Die anhaltende Dürre führt nicht nur in Wald- und Naturschutzgebieten zu immer mehr Waldbränden, sondern auch in mehreren mitteleuropäischen Ländern kommt es auf dem Land vermehrt zu Vegetationsbränden. Meteorologen sagen einen langen und trockenen Sommer voraus. Ausgetrocknete Böden führen zudem zu geringeren Ernteerträgen.
Feuerwehren im Norden von Deutschland haben inzwischen die Hilfe von lokalen Landwirten in Ostfriesland angefordert: Sie bitten Bauern um Unterstützung mit deren Geräten und Fahrzeugen. Die ersten Waldbrände haben sich bereits in den Graslandschaften Ostfrieslands ereignet. Vegetationsbrände sind nicht einfach zu löschen und stellen hohe Anforderungen an die Feuerwehren.
Zudem sind nicht alle Feuerwehrfahrzeuge geländetauglich, und die Wasserversorgung ist ein großes Problem: Meist gibt es keine Hydranten.
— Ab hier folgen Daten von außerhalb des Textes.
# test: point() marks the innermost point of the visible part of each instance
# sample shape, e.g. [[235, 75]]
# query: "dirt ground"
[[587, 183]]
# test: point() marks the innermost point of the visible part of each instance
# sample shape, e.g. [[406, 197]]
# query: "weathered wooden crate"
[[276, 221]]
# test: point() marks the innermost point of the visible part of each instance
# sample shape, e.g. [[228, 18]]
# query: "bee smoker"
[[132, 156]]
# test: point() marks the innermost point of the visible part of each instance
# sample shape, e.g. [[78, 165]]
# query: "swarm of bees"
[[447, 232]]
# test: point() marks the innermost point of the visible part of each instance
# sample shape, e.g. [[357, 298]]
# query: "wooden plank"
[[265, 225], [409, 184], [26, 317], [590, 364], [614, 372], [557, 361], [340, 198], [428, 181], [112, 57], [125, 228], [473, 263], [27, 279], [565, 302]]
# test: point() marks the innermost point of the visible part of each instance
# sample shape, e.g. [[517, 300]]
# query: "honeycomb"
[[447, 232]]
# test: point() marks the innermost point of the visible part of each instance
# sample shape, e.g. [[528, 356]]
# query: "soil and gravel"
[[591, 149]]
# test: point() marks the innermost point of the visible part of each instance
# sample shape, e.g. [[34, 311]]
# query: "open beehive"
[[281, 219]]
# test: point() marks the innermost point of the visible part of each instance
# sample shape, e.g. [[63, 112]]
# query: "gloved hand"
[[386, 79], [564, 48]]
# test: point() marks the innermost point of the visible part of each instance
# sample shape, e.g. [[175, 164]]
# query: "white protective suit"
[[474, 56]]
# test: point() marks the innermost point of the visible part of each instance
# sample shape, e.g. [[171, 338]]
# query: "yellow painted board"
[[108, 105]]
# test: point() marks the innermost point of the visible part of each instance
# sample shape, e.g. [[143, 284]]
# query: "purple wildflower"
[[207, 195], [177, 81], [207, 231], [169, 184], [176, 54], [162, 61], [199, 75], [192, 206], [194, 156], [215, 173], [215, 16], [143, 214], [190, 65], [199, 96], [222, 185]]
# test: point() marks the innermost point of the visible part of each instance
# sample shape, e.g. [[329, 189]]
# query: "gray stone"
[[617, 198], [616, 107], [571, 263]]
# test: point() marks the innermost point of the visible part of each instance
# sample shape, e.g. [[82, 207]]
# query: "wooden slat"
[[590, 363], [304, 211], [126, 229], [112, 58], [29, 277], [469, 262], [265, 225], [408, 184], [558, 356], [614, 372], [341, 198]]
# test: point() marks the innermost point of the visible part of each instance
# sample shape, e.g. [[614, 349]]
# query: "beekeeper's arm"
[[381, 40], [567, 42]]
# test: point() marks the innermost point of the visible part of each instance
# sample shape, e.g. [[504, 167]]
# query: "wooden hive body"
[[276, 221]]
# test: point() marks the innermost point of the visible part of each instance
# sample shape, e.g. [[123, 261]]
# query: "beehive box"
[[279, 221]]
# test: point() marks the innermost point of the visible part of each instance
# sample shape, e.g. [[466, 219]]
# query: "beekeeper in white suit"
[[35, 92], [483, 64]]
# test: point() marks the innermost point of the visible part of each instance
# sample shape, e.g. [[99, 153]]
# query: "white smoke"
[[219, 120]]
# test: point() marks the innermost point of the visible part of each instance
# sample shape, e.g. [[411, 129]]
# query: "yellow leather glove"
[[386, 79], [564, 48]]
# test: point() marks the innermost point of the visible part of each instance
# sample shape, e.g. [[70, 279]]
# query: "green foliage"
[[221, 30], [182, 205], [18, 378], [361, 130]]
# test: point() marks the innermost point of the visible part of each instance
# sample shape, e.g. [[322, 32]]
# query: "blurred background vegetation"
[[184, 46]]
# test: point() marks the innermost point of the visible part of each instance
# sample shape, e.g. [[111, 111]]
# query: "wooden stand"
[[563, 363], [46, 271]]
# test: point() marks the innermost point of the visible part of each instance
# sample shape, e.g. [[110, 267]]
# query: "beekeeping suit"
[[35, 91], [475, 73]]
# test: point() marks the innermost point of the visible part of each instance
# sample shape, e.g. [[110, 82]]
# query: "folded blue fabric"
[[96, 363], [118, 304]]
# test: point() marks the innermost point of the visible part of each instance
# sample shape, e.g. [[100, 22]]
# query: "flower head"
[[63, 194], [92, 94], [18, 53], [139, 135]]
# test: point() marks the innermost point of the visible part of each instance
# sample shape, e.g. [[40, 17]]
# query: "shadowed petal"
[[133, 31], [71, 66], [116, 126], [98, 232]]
Hier bitten die Feuerwehrleute um Unterstützung von Bauern und Lohnunternehmern. Mit ihren Landmaschinen ist ein Befahren außerhalb befestigter Straßen oft problemlos möglich, außerdem können die Güllewagen der Bauern große Wassermengen transportieren. Die Bauern können Wasser aus Pfützen, Seen und Bächen pumpen und sofort weitertransportieren, sodass die Feuerwehr es zum Löschen einsetzen kann.
In weiten Teilen der Schweiz und Österreich herrscht bereits eine historische Dürre. Das weckt auch Befürchtungen hinsichtlich der nächsten Getreideernte. Am Freitag brach die Region Genf den Rekord für die Anzahl der Tage ohne Niederschlag im Frühling seit Beginn der Messungen im Jahr 1864. Das letzte Mal, dass es dort regnete, war am 12. März.
Damit ist die Schweiz nicht weit vom absoluten Dürrerekord von einundvierzig Tagen im Winter 1896 entfernt. Das Grundwasserdefizit ist doppelt so hoch wie der Durchschnitt der letzten dreißig Jahre. Wenn es in den kommenden zwei Wochen nicht regnet, müssen Schweizer und österreichische Landwirte ihre Verluste bilanzieren.
Der Deutsche Raiffeisenverband DRV rechnet ebenfalls bereits mit niedrigeren Erträgen. Der DRV hat die Prognosen im Vergleich zum Vormonat etwas nach unten korrigiert. Auch in den polnischen Medien tauchen vermehrt Berichte über Landwirtschaftsorganisationen auf, die vor enttäuschenden Ernten und dadurch steigenden Lebensmittelpreisen warnen, da die polnischen Äcker ausgetrocknet daliegen.
In den Niederlanden wird in immer mehr landwirtschaftlichen Gebieten bereits bewässert. Die niederländische Regierung rechnet damit, dass auch in diesem Jahr aufgrund der Trockenheit Probleme auftreten werden. In einigen Teilen des Landes, insbesondere in den höheren Sandgebieten, herrscht bereits erhebliche Trockenheit.